Questions from work experience

ABSTRACT

Is it possible to teach psychiatry to students of the Faculty of Medicine, obliged to know the subject without having a basic preparation or a particular interest in this branch, through the “Teoria della nascita”?

In a cultural reality characterized by the speed of technology, the priority of the economy and the fluidity of human relations, what is the meaning of an intervention model that aims at the transformation of unconscious dynamics instead of uniformity and social adaptation?

What are the needs to be met in order to release an innovative, original and valid thought, avoiding the risk of a too silent elitist isolation so that the legitimacy of a broad comparison in the panorama of the various scientific settings is recognized?

Through the personal experience of didactic training and clinical work that recognizes in Fagioli’s theory and in the relationship with his practice the cornerstone of its complexity, this report will try to offer some considerations on these questions.

I read “Istinto di morte e conoscenza” for the first time in 1986 as a book indicated for passing the psychotherapy exam in the third year of specialization school. The study of this formulation has oriented my professional and personal life. Since 1990 I have been teaching psychiatry at the University of Rome, proposing this theory as a key to the identification of psychopathology and the related intervention methodology. The basic concepts focused on the hypothesis of the modality of development of healthy psychic reality, the analysis of psychopathology as a manifestation of alteration of unconscious thinking, on the possibility of preventing breakdown and on the need to consider treatment as an opportunity to modify the intrapsychic and relational dynamics, beyond the decline or overcoming of symptoms. The assessments obtained on the effectiveness of the course indicate how ‘high’ is the degree of consensus about what is advanced, and its validity in relation to operational capabilities. However, the feeling remains that a large part of future doctors see in this proposal substantially an intellectual deepening that is difficult to implement, while those who approach it with a proactive interest tend to remain confined to a niche. To change this attitude it is necessary, in my opinion, to get out of the idea of ​​using the classical scientific model as a functional to psychiatric research and to seek a different approach, suited to the needs of psychic functioning.

If we identify a treatment as a transformative process, the intervention model can only be psychotherapeutic.
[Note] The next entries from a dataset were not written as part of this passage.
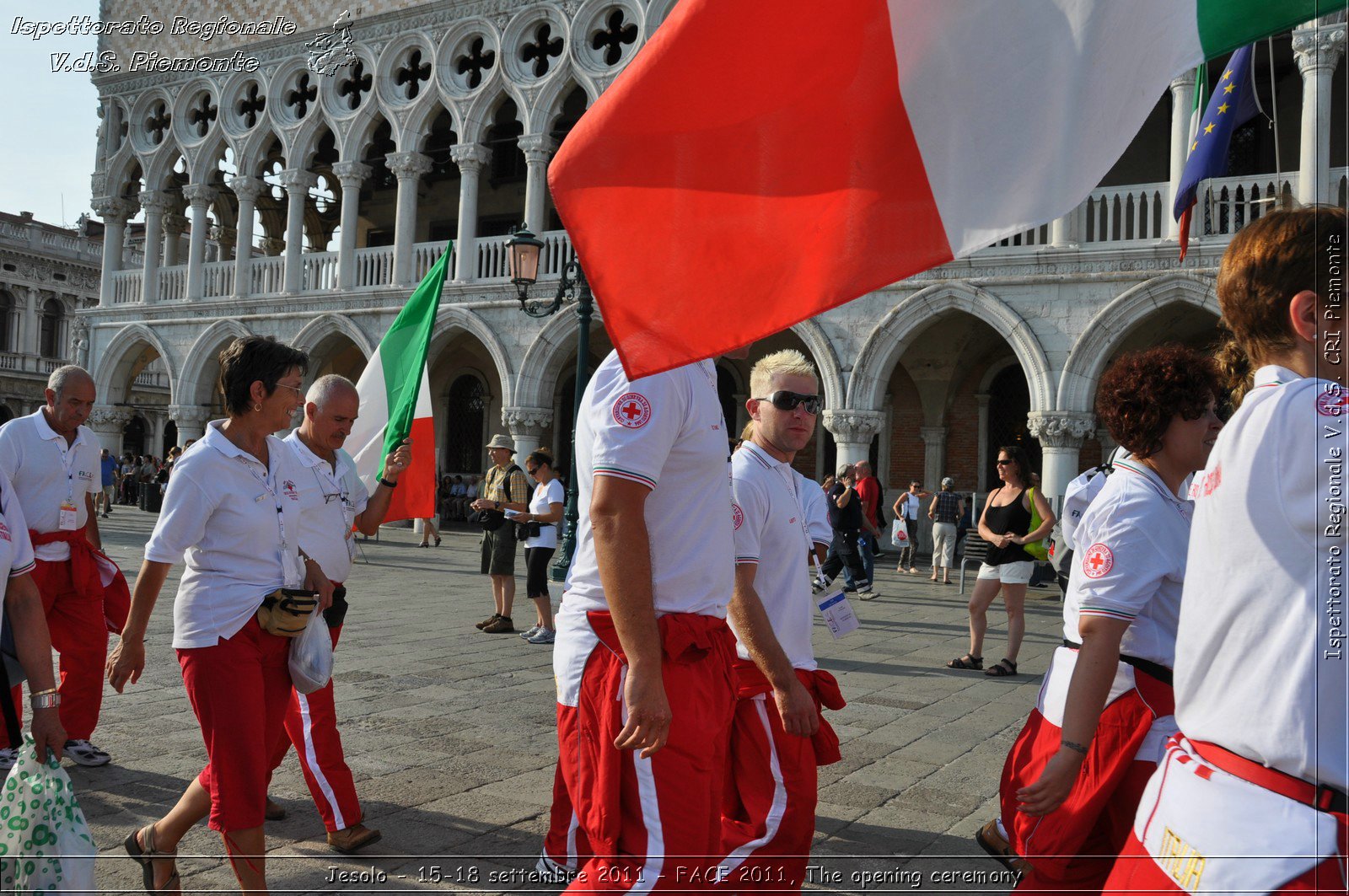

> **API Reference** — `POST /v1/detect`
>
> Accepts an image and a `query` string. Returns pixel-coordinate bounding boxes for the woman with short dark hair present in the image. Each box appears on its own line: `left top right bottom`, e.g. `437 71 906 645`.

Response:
108 336 332 892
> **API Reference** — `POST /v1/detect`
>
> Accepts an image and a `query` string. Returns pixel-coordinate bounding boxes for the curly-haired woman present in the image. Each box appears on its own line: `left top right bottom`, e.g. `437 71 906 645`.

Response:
978 346 1223 892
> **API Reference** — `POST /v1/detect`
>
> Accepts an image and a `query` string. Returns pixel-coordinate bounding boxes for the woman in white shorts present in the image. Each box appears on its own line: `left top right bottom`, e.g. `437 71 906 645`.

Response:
946 445 1054 678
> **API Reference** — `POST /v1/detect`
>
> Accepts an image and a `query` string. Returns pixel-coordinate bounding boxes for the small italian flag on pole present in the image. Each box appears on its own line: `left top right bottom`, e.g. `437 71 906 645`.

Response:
347 244 452 521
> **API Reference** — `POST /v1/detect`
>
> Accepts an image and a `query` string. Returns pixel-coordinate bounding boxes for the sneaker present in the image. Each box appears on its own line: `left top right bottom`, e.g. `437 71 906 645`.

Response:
483 615 515 634
66 741 112 765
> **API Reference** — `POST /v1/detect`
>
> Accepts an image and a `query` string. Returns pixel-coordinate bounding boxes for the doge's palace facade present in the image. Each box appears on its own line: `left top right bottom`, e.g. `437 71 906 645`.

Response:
79 0 1346 526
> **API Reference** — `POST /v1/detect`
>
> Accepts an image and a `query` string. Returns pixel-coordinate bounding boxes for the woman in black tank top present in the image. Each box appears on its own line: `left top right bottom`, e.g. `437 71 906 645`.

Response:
946 445 1054 678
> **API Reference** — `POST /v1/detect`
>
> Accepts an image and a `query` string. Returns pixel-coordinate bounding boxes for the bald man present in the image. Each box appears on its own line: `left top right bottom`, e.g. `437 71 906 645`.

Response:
268 373 411 853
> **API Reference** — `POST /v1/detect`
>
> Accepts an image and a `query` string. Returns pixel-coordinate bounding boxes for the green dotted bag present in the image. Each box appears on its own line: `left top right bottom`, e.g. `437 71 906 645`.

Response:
0 734 99 896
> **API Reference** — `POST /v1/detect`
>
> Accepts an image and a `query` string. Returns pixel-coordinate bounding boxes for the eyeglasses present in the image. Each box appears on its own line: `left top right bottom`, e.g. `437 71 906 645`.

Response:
754 389 825 414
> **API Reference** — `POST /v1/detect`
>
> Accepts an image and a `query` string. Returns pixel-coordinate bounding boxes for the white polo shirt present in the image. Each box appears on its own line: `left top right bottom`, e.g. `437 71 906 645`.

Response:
562 352 735 618
1175 366 1349 790
146 420 313 647
731 441 820 671
0 407 103 561
285 429 369 582
1063 458 1194 669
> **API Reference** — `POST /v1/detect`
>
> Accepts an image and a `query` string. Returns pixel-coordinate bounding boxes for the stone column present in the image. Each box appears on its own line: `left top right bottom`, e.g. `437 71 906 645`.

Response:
1162 69 1194 240
169 405 211 445
182 184 216 301
1027 410 1095 512
281 169 319 296
86 405 131 458
227 177 267 297
450 143 492 283
93 196 137 306
1293 23 1345 205
825 407 885 464
333 162 371 290
140 190 170 305
384 153 432 286
502 407 553 467
519 133 557 235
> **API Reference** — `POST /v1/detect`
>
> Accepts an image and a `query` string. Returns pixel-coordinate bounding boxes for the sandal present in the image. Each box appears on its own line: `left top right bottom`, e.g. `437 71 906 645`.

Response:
123 824 182 893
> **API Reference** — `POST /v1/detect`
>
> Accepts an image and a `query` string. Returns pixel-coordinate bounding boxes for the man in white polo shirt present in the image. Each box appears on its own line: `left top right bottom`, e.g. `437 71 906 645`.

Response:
719 350 843 892
272 373 411 853
0 364 117 765
553 344 747 893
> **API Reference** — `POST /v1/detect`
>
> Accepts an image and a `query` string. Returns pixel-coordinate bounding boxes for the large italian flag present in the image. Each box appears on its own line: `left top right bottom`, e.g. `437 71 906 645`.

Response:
347 245 450 521
549 0 1345 378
The use of drugs, albeit at a price, can only promote this work. Therefore: what psychotherapeutic process and how long can it last in the face of the urgency of restoring a globally ‘productive’ stability? If the therapy consists of a curative component and a mutative research component, the former certainly has an end, either by realization or by interruption, while the research construct can perpetuate itself over time without predictable conclusive parameters. It is thus possible to give meaning to an intervention that allows us to respond adequately to the demands of natural daily life and at the same time to the needs of those who, in everyday life, claim to create a dialectic with the world that places human relationships at the center of attention.

For a new and valid thought to be successful, it must have a solid basis on which to build the prerequisite for a strong and authoritative voice. Over time, this voice has legitimately had the need to clear up, match, strengthen. The price paid, albeit full of great enthusiasm, seemed to me to be a very high commitment over the years. It is also conceivable that the absoluteness of the aforementioned components could not leave room for other activities that are more intrinsically subject to mediation and compromise. What appears today to those who have tried to observe with respect the story of the relationship between Fagioli’s theory and his practice, is a single, highly structured corpus. However, this movement no longer has the possibility of operating in the initial ways. The prospect is that this item could find greater recognition in scientific discussion if those who express it spent more of their activity to fill more emerging positions within universally recognized institutional and research systems.